Les joueurs de l’équipe d’Olimpia (en blanc) lors de la réception des Mexicains du Club América en Ligue des champions de la Concacaf à Tegucigalpa, le 7 avril 2021
/ © 2021 AFP

Le club hondurien d’Olimpia a reconnu dimanche l'”erreur” commise par ses joueurs ayant accepté de l’argent du propriétaire de l’Inter Moengotapoe et vice-président du Surinam, Ronnie Brunswijk, ce qui a provoqué l’exclusion des deux équipes de l’édition en cours de la Ligue de la Concacaf.

“Les incidents qui ont eu lieu dans le vestiaire de notre club après le match du 21 septembre contre l’Inter Moengotapoe au Surinam étaient sans aucun doute une erreur”, a souligné Olimpia dans un communiqué officiel, à la suite duquel l’entraîneur argentin de l’équipe hondurienne, Pedro Troglio, a présenté sa démission.

“Nous acceptons que des erreurs aient été commises par certains de nos membres cette nuit-là, qui ne représentent pas les valeurs et les principes du club”, ajoute le communiqué.

La direction “prendra des mesures disciplinaires au sein de notre institution, car les conséquences de ces erreurs ont causé d’énormes dommages à l’image de notre club bien-aimé”, précise le texte.

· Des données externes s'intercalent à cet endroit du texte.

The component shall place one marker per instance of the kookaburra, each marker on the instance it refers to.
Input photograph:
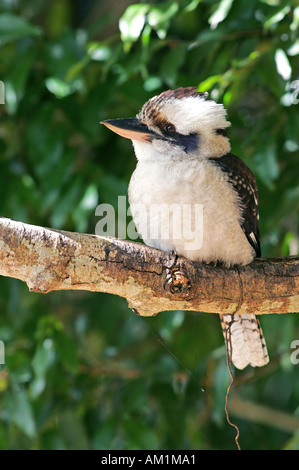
(184, 161)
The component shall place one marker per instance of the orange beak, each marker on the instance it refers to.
(131, 128)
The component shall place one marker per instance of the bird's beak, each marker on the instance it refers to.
(130, 128)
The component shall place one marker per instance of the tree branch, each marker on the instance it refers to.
(49, 260)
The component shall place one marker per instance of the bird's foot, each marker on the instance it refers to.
(176, 280)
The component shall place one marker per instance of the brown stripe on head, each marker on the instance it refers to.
(150, 111)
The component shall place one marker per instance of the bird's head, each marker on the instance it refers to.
(174, 124)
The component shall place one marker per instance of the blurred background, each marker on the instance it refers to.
(81, 370)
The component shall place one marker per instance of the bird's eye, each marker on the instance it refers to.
(169, 128)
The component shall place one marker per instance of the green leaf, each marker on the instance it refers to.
(14, 27)
(20, 411)
(159, 17)
(132, 22)
(67, 350)
(221, 13)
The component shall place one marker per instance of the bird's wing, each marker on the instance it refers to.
(243, 181)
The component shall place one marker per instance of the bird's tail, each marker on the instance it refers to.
(244, 339)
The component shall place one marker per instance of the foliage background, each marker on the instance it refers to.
(81, 370)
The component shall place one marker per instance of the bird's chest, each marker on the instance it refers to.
(179, 183)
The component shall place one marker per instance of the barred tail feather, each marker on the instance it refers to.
(244, 340)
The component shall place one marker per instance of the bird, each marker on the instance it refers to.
(184, 160)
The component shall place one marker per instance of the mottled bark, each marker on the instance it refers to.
(49, 260)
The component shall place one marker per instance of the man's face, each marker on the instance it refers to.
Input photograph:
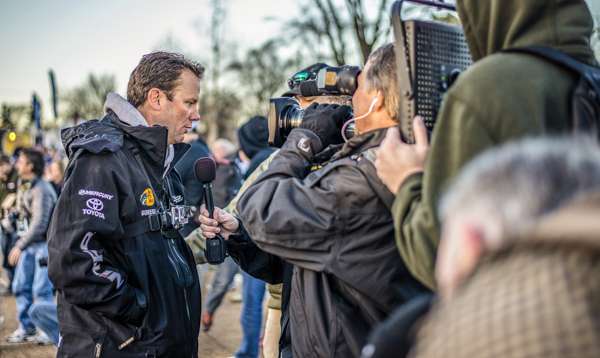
(179, 113)
(24, 167)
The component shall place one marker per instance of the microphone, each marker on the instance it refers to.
(205, 170)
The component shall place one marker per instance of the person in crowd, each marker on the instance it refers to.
(254, 148)
(222, 149)
(45, 317)
(501, 97)
(8, 188)
(332, 224)
(232, 165)
(35, 202)
(518, 264)
(8, 178)
(126, 280)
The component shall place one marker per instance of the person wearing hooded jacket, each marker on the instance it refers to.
(330, 227)
(501, 97)
(126, 280)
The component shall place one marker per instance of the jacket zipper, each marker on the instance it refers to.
(98, 350)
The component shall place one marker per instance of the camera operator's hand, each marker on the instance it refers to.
(326, 121)
(223, 223)
(397, 160)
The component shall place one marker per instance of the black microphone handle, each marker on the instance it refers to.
(208, 200)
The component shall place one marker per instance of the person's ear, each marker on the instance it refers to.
(379, 101)
(155, 99)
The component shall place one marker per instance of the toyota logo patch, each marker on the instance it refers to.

L’argent reçu par les joueurs “sera remis cette semaine à la Fondation hondurienne pour les enfants atteints de cancer” à Tegucigalpa, assure par ailleurs Olimpia.

Brunswijk a joué mercredi 54 minutes lors de la défaite 6-0 de l’Inter contre Olimpia, aux côtés notamment de Damian, son fils, et a été vu ensuite distribuant de l’argent aux joueurs de l’équipe adverse.

L’ancien sergent de l’armée et chef rebelle, qui a pris part à la guerre civile du Surinam dans les années 1980 contre le dictateur de l’époque, Desi Bouterse, a été banni samedi pendant trois ans de toute participation, à quelque titre que ce soit, aux compétitions de la Concacaf.

Brunswijk est devenu un riche homme d’affaires et un dirigeant politique, mais en 1999, il a été reconnu coupable de trafic de drogue et condamné à huit ans de prison par un tribunal des Pays-Bas, dont le Surinam fut une colonie jusqu’en 1975.

Un tribunal français l’a reconnu coupable du même délit et l’a condamné en 2000 à dix ans de prison. Cependant, Brunswijk ne peut être inquiété dans son pays, car le Surinam n’extrade pas ses citoyens.